Enumerated List Detection

The default behavior in PyDocX is to convert “faked” enumerated lists into “real” enumerated lists.

A “faked” enumerated list is a sequence of paragraphs in which the numbering has been explicitly typed. Additionally, the spacing across levels is manually set either using tab characters, or indentation. For example:

1. Apple
2. Banana
   a. Chiquita
   b. Dole
3. Carrot

Conversely, a “real” enumerated list is a sequence of paragraphs in which the numbering, and spacing, is automatic:

  1. Apple
  2. Banana
    1. Chiquita
    2. Dole
  3. Carrot

Supported enumeration sequences

  • arabic numberals: 1, 2, 3, …
  • uppercase alphabet characters A, B, C, …, Z, AA, AB, … AZ, …
  • lowercase alphabet characters a, b, c, …, z, aa, ab, … az, …
  • uppercase Roman numberals: I, II, III, IV, …
  • lowercase Roman numberals: i, ii, iii, iv, …

Supported enumeration patterns

  • Digit followed by a dot plus space: “1. “, “A. “, “a. “, “I. “, “i. “
  • Surrounded by parentheses: “(1)”, “(A)”, “(a)”, “(I)”, “(i)”
  • Digit followed by a parenthesis: “1)”, “A)”, “a)”, “I)”, “i)”
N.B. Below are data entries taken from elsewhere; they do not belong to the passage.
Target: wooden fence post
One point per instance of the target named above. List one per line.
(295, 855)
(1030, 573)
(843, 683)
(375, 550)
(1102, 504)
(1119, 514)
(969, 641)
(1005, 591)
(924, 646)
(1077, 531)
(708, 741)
How to disable enumerated list detection

Extend the exporter to override the numbering_span_builder_class class variable as follows:

from pydocx.export.numbering_span import BaseNumberingSpanBuilder

class CustomExporter(PyDocXHTMLExporter):
    numbering_span_builder_class = BaseNumberingSpanBuilder